Asymptotically refined and heteroskedasticity robust inferences are considered for spatial linear and panel regression models, based on the quasi maximum likelihood (QML) or the adjusted quasi score (AQS) approaches. Refined inferences are achieved through bias-correcting the QML estimators, bias-correcting the $t$-ratios for covariates effects, and improving tests for spatial effects; heteroskedasticity-robust inferences are achieved through adjusting the quasi score functions. Several popular spatial linear and panel regression models are considered including the linear regression models with either spatial error dependence (SED), or spatial lag dependence (SLD), or both SED and SLD (SARAR), the linear regression models with higher-order spatial effects, SARAR(p,q), and the fixed-effects panel data models with SED or SLD or both.

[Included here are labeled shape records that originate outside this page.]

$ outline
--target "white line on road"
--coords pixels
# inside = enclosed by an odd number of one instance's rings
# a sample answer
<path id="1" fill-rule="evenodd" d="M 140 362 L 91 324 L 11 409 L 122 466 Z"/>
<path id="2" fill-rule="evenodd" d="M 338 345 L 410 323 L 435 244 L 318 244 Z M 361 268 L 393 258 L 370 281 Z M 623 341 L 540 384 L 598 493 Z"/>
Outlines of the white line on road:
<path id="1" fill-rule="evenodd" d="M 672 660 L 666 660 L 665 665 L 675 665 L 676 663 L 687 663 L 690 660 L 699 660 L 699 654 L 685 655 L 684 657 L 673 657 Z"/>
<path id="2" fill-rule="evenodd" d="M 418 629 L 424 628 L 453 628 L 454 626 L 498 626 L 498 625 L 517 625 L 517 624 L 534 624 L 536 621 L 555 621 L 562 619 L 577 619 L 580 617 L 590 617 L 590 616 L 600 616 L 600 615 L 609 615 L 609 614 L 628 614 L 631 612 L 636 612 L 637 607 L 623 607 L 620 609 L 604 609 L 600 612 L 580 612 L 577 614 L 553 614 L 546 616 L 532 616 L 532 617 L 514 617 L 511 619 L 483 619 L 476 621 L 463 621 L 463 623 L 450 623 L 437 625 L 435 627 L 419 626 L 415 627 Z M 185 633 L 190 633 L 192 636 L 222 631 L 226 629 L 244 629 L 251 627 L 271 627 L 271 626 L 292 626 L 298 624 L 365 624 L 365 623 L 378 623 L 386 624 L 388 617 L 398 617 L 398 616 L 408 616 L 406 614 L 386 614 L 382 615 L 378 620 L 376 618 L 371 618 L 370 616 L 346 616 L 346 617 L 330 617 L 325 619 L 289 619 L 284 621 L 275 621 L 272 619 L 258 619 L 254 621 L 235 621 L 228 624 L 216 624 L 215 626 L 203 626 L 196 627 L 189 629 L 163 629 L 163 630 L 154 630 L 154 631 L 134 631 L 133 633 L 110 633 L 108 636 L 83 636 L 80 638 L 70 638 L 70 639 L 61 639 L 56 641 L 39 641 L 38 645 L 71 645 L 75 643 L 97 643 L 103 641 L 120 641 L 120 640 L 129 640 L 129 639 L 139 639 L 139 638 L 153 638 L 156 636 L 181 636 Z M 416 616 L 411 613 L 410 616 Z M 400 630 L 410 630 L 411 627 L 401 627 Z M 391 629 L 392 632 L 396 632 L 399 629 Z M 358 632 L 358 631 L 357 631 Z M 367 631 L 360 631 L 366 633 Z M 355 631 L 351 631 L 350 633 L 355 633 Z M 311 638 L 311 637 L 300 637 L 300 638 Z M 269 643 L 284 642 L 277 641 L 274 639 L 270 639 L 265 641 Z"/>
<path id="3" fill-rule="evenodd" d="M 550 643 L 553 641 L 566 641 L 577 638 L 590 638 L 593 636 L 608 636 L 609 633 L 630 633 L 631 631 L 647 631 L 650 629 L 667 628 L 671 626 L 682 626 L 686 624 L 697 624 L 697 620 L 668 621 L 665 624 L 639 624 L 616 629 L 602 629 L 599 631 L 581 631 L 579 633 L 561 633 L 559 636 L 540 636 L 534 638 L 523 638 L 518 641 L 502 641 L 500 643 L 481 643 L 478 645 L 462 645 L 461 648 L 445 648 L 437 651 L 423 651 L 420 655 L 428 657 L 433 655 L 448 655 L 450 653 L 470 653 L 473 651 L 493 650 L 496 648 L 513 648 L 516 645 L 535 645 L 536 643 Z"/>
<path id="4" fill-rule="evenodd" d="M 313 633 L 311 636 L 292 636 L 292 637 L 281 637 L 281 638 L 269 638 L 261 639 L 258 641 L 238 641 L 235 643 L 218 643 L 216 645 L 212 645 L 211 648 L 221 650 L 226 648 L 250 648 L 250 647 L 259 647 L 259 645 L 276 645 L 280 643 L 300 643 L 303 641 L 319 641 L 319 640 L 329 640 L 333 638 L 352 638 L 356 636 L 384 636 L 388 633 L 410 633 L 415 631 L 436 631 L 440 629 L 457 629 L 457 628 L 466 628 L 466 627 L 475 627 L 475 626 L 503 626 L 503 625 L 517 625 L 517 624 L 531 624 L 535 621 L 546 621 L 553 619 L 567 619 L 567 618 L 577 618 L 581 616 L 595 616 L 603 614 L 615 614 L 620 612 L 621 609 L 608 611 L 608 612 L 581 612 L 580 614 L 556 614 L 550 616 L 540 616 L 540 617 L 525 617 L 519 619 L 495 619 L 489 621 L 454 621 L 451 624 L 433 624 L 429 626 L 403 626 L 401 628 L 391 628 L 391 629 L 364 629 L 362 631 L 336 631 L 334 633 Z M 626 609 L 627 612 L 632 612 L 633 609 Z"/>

Asymptotic properties of the new estimators and the new inferential statistics are examined.

Chapter 1 introduces in details the issues to be studied in the entire thesis. Chapter 2 focuses on the asymptotic distribution and finite-sample bias correction of the QML Estimators for the linear SED model. Chapter 3 extends Chapter 2 to the linear SARAR model to introduce simple methods for finite-sample bias corrections and for improved t-ratios for covariate and spatial effects. Chapter 4 presents a set of refined inferences methods for the fixed-effects panel data models. Chapter 5 moves onto inferences methods robust against unknown cross-sectional heteroskedasticity, with a focus on the linear SLD model. Chapter 6 introduces a general methodology for heteroskedasticity-robust estimation and inference for all the popular spatial econometric models, with detailed demonstrations given using the linear SARAR(p,q) model, and the fixed-effects panel data models. Chapter 7 concludes the thesis.